In a trend that has gained little notice outside state and federal budget offices, the growth rate in Medicaid expenditures across the country has slowed to subinflation levels that were last seen in the 1990s. It’s even happening in New York — home to what is by far the nation’s most costly Medicaid program.
Governor Pataki’s final executive budget assumed an underlying Medicaid growth rate of roughly 7% a year over the next three years, reflecting the state’s experience during the first half of this decade. But in a pre-election briefing at Albany’s Rockefeller Institute, John Cape, the state’s budget director, revealed the annual increase in Medicaid costs had slowed to 3.8%.
The common denominator in the nationwide Medicaid spending slowdown is a shift in prescription coverage for the elderly from Medicaid to the Medicare Part D program. Mr. Cape said New York State’s budget was also benefiting from lower-than-projected enrollment in the Medicaid-subsidized Family Health Plus program, which covers households with incomes up to 150% of poverty, and from an increase in the number of disabled Medicaid recipients opting for the kind of managed care coverage that is required of many recipients with less severe illnesses.

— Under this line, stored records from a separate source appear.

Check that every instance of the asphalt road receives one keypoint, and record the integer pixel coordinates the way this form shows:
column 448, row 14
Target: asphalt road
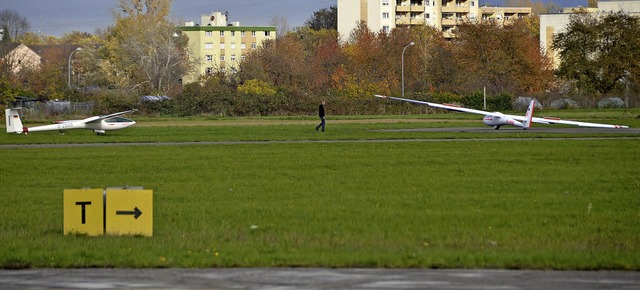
column 315, row 278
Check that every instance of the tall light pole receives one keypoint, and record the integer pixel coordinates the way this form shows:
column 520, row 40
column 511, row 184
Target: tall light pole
column 410, row 44
column 69, row 66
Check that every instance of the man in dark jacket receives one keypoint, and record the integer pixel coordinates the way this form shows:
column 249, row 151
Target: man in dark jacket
column 321, row 115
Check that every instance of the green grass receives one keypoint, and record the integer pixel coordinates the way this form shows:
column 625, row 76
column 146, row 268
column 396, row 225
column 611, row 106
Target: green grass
column 301, row 128
column 542, row 204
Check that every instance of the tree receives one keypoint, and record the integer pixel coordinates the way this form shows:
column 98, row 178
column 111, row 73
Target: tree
column 142, row 51
column 600, row 53
column 325, row 18
column 14, row 25
column 501, row 59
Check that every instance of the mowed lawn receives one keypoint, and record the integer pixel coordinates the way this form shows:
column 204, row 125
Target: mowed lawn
column 544, row 204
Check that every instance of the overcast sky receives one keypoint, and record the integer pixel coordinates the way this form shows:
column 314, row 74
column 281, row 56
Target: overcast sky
column 56, row 17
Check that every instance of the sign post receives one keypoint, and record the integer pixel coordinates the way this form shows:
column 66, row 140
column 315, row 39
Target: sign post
column 83, row 211
column 113, row 211
column 129, row 212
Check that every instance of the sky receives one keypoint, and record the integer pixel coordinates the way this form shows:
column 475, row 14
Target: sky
column 57, row 17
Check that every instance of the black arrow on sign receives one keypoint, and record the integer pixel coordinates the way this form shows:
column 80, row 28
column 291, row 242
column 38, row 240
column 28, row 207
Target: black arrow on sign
column 135, row 213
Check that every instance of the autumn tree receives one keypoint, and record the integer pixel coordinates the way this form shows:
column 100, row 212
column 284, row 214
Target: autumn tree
column 501, row 58
column 326, row 18
column 142, row 51
column 13, row 24
column 600, row 53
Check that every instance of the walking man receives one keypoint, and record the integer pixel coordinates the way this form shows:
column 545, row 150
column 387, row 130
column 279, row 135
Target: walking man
column 321, row 115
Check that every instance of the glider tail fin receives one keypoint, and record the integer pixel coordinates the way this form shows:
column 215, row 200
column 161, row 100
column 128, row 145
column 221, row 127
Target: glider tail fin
column 529, row 115
column 13, row 122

This all translates into at least $388 million in New York State budget savings in the current fiscal year — which, in turn, has reduced the shortfall that Eliot Spitzer must address in his first budget plan, due February 1, 2007. From the next governor’s standpoint, slower Medicaid growth is doubly good news, because the state government has begun to cap the share of non-federal Medicaid expenses financed by New York City and county governments. If the current trend persists, although it is by no means clear that it will, the budgetary baseline could drop more than $1 billion below previous projections for the next gubernatorial term.
But impressive as this may sound, Medicaid costs in the Empire State are still running well ahead of national trends. A recent Kaiser Family Foundation survey found that the average Medicaid increase in all states was just 2.8% during the fiscal year ending last June 30. Even smaller numbers are anticipated for 2007. For example, federal officials report that California’s Medicaid growth rate, which was nearly 12% in 2003, is projected at less than 2% for the current year.
In fact, according to the federal Centers for Medicaid and Medicare Services, 16 states actually spent less on Medicaid in fiscal 2006 than in 2005. Medicaid reductions have occurred in “a mixture of large, medium, and small states,” including Georgia, Maryland, Michigan, New Hampshire, Nevada, South Carolina, South Dakota, Texas, and Wisconsin, a CMS fact sheet noted.
New York’s conspicuous absence from that list should be troubling to Mr. Spitzer. After all, as things now stand, the state’s Medicaid spending per recipient is nearly twice the average for other states. Its total Medicaid budget of $45 billion exceeds the amount spent by Texas and Florida combined.
A greater slowdown in Medicaid spending elsewhere will only increase the relative disparity between New York and other states. And by relieving the fiscal pressure for change in the short run, the trend could lead to bigger increases in the long run. This has happened at least once before.
After Medicaid expenditures flattened out during his first five years in office, Mr. Pataki initiated the program’s biggest expansion since the Rockefeller era. Governors and legislators in many other states followed similar courses at roughly the same time. Their timing turned out to be terrible: Medicaid spending began to rev up again just as state tax revenues were tanking between 2001 and 2003.
So far, aside from pledging stronger fraud prevention efforts, Mr. Spitzer’s only firm proposal in this area is to expand Medicaid by signing up hundreds of thousands of uninsured children to the program, which could easily cost another $500 million a year.
Supporters of the idea fail to note that while 18 states have lower rates of uninsured children compared to New York, only one of these 18 has a significantly larger share of children on Medicaid. The same is true when it comes to adults. Other states have fewer uninsured because they have done a better job of promoting access to affordable private health insurance.
The new governor shouldn’t allow politically powerful health care unions and providers, or their friends in the legislature, to seize on the slower Medicaid growth rate as an excuse to avoid fundamental reform of the program. As other states are showing, New York can and should do better. Mr. Spitzer can achieve greater savings by:
• Requiring all Medicaid recipients with access to employer-provided coverage to go on their employer’s plan when their share of the premium is less than the cost to taxpayers.
• Expanding the availability of affordable private insurance options now either barred or unduly restricted by New York law, such as high-deductible plans linked to Health Savings Accounts and the Blue Cross “Tonik” plans, aimed at young adults, now available in states such as California, Texas, and Illinois.
• Taking advantage of increased flexibility under federal law to make the Medicaid program look more like private insurance, with co-pays and premiums required for non-elderly, non-disabled enrollees.
New York State is still a long way from reducing its health care costs to a number close to the national norm. Strengthening market forces and making it easier for more New Yorkers to find affordable private coverage would be a giant first step in the right direction.